David Cole, analyst at DFC Intelligence, said he has “bashed Zynga for years,” but he has actually put them on the companies to watch in 2014, mainly because products like the mid-core game (hardcore in nature but snack-like in play time) Solstice Arena show that the company is moving toward high-quality releases.
If you look at the investment side of things, the guy who is making it look easy among venture capitalists is Mitch Lasky, general partner at Benchmark Capital and an investor in gaming startups such as Riot Games, Gaikai, and NaturalMotion. His investments in game companies have produced more than $2 billion in exits, which is an unparalleled record.
“Mitch Lasky and Benchmark are certainly winners in this deal,” Krejcik said.
The fact that Zynga has to pay so much to people like Lasky suggests it is incredibly hard to make successful mobile games. Zynga had invested in thousands of game developers who were trying to produce internal hits, but it was also willing to spend money on game studios on the outside.
Yet others make it look so easy. Dong Nguyen, a lone developer at dotGears Studio in Hanoi, Vietnam, has a silly but difficult game called Flappy Bird at No. 1 among free titles in both the Apple iTunes App Store and Google Play store now. Does that mean his game studio is worth more than $527 million? He makes it look simple.
So does Supercell, with just 130 employees. It makes more money in mobile games than Zynga with just two games, Clash of Clans and Hay Day. By comparison, Electronic Arts has more than 900 mobile games, none of them able to knock Clash of Clans out of the top rank in top grossing apps on iOS.
And NaturalMotion took a console-like racing game and made it work on mobile. CSR Racing was a big part of the reason why Natural Motion had ongoing sales, and it was a reason why the company commanded such a high price.
It also launched Clumsy Ninja, a game with a funny character with human-like responses to touchscreen inputs. Clive Downie, chief operating officer at Zynga, told me in an interview yesterday that Zynga and Natural Motion’s plans for what comes after Clumsy Ninja is a “delightful secret.”
If Natural Motion has something waiting in the wings, Zynga’s recovery could be much quicker, Pidgeon said.

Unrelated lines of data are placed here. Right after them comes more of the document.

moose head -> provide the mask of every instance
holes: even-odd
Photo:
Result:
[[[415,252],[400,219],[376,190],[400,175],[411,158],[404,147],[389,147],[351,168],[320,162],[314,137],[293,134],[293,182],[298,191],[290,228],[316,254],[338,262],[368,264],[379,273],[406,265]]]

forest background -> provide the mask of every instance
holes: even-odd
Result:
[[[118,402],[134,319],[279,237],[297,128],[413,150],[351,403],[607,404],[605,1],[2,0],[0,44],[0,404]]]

Of course, Torsten Reil, chief executive of NaturalMotion, would hardly say that his company’s journey has been easy. He invested in the artificial intelligence and realistic motion behind Clumsy Ninja for more than a decade before finally launching the game last fall. Reil could take his money and run. But he’ll make a lot more money with his new Zynga shares if he stays and makes Zynga successful.
The important thing is that, with NaturalMotion, Zynga will have a lot more chances to launch successful mobile titles from studios and leaders that have been very successful at it in the past.
“We have a good number of shots on goal coming,” Downie said.
After this big bet, we’ll see if Zynga has done enough to escape purgatory.